Godbout had been embroiled in a legal dispute with the town over his bid to open a petting zoo in the playground of an abandoned school.
The town got an injunction from the Quebec Superior Court ordering Godbout to remove the llamas, alpacas and goats he kept in the playground, which he appealed.
On the morning of the murder, the Quebec Court of Appeal refused to hear Godbout's case.
Godbout denied killing Vaudreuil and said he never owned a gun, but did admit to going by the town hall the day of the murder.
Police searched his home and the crime scene but found no physical evidence connecting him to the killing.

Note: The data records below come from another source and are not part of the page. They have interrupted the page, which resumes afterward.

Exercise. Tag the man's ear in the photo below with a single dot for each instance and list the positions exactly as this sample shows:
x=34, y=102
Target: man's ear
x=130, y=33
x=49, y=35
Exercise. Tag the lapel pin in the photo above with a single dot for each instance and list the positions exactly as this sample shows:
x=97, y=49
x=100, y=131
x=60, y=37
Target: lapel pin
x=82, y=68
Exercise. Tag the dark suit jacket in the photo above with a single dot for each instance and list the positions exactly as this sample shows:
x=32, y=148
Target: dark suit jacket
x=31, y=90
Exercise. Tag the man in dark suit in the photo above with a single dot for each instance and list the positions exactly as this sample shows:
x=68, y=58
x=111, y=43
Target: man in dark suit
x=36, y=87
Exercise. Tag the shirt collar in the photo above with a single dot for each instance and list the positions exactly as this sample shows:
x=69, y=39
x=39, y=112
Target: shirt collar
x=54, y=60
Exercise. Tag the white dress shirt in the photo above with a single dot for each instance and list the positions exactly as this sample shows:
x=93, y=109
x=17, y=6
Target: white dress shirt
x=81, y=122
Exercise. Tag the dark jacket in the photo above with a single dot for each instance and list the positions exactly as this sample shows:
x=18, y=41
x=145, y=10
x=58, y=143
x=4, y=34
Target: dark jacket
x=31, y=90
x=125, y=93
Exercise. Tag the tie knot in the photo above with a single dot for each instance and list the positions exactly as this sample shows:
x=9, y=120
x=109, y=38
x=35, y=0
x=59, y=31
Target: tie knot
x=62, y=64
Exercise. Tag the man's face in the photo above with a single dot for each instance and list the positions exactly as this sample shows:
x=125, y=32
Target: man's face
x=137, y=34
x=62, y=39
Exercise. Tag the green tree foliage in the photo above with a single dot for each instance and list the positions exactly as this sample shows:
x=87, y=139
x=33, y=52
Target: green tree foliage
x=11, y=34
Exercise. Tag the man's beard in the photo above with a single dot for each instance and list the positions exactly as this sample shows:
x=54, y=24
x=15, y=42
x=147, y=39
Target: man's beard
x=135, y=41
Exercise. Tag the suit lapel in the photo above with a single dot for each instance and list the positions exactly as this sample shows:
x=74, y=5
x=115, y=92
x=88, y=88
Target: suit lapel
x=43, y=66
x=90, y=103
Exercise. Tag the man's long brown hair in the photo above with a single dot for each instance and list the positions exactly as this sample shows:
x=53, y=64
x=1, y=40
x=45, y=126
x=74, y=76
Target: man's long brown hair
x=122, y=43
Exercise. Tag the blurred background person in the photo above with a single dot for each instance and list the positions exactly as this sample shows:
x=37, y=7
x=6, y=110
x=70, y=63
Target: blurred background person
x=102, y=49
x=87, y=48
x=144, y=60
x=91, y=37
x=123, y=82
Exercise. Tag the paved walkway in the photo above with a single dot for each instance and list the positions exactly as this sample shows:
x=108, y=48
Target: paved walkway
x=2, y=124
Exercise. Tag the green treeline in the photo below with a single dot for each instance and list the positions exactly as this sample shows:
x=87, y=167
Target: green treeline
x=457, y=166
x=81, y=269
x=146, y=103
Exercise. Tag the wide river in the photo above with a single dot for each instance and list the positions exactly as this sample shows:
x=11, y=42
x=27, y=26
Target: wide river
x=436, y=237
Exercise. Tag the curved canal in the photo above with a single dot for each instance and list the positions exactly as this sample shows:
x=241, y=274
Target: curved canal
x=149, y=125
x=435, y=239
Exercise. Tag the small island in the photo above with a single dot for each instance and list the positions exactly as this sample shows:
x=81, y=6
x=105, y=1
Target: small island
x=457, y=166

Quebec Superior Court, while noting the evidence was purely circumstantial, convicted him of first-degree murder based on his presence at the town hall around the time of the killing and his possible motive.
Godbout's lawyer Mylene Lareau declined to comment on Thursday's decision, while Crown prosecutor Jean-Francois Bouvette said he was satisfied with the ruling.
"My thoughts go to the family of the victim Renee Vaudreuil, who lost their loved one in this human tragedy," Bouvette said in an email.
"It is sad that she was murdered for a litigation concerning the operation of a zoo. Nobody should be subjected to such a tragic end of their life."